Fairwater exemplifies our vision for a fungible fleet: infra that can serve any workload, anywhere, on fit-for-purpose accelerators and network paths, with maximum performance and efficiency.
AI workloads have evolved beyond large-scale pre-training. Today, they encompass fine-tuning, reinforcement learning (RL), synthetic data generation, evaluation pipelines, and more. Fairwater is built to support this full lifecycle:
Max density: Fairwater’s two-story design and liquid cooling system lets us place racks in three dimensions and pack them with GPUs as densely as possible, minimizing cable runs and improving latency and effective bandwidth.
Fleet: Each Fairwater DC can integrate hundreds of thousands of the latest NVIDIA GPUs into a single coherent cluster. This provides flexible infra that can support the full spectrum of workloads, and ensure no GPU is left unnecessarily idle.
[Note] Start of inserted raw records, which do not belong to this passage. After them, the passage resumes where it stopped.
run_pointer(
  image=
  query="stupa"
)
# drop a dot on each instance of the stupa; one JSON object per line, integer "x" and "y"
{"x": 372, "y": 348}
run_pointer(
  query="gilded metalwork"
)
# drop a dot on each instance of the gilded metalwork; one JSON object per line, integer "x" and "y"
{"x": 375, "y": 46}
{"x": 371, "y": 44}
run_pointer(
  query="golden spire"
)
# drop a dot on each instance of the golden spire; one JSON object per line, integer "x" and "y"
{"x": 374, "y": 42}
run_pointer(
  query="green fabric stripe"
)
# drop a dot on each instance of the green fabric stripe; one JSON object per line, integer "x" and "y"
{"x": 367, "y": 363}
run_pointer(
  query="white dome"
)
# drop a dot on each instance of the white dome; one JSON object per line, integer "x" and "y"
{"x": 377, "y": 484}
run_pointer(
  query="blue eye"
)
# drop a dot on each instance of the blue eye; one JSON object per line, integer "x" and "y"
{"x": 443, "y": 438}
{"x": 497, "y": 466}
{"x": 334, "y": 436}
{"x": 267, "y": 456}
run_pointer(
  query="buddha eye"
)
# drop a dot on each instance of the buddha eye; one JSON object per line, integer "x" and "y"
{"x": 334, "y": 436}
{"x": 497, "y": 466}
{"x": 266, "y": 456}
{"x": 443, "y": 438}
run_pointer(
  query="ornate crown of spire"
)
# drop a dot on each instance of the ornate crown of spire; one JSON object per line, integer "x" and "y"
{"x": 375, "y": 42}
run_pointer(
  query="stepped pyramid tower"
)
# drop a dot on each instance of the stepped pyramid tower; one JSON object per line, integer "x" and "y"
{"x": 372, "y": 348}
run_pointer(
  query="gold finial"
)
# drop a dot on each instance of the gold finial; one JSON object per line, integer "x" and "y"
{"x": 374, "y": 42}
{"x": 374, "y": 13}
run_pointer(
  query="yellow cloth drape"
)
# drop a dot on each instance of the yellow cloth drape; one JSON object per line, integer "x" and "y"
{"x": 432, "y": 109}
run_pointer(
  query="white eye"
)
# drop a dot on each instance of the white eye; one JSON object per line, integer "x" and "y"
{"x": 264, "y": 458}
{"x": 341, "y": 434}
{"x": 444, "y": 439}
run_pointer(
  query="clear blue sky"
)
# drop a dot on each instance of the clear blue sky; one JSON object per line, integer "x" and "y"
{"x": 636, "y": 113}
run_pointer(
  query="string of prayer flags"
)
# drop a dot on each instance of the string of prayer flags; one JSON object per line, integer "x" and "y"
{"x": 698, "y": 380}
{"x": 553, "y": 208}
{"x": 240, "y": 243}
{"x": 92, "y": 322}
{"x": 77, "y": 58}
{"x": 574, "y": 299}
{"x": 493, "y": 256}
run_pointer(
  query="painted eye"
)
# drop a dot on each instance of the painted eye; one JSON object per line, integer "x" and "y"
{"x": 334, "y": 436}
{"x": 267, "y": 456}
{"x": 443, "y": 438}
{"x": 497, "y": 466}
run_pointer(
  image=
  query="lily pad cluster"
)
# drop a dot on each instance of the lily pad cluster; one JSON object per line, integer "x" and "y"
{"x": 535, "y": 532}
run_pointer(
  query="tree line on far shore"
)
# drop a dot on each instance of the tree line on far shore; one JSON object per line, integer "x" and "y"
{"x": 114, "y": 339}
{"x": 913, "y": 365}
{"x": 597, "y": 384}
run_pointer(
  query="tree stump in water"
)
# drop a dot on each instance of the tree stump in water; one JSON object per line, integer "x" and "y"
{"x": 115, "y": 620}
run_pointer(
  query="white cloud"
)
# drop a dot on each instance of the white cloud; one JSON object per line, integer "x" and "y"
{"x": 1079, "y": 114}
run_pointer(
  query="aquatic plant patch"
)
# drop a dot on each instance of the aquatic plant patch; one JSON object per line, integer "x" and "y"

And that’s on top of the more than 100,000 GB300s coming online this quarter alone for inference across the rest of our fleet. For us, it’s all about turning every gigawatt into the maximum number of useful tokens. Not every GW is created equal!
Planet-scale: Every Fairwater DC will connect through our continent-spanning AI WAN to prior generations of AI supercomputers, forming a truly fungible pool of compute. This enables developers to scale beyond the capacity of a single site and dynamically land workloads on the right infra for their needs.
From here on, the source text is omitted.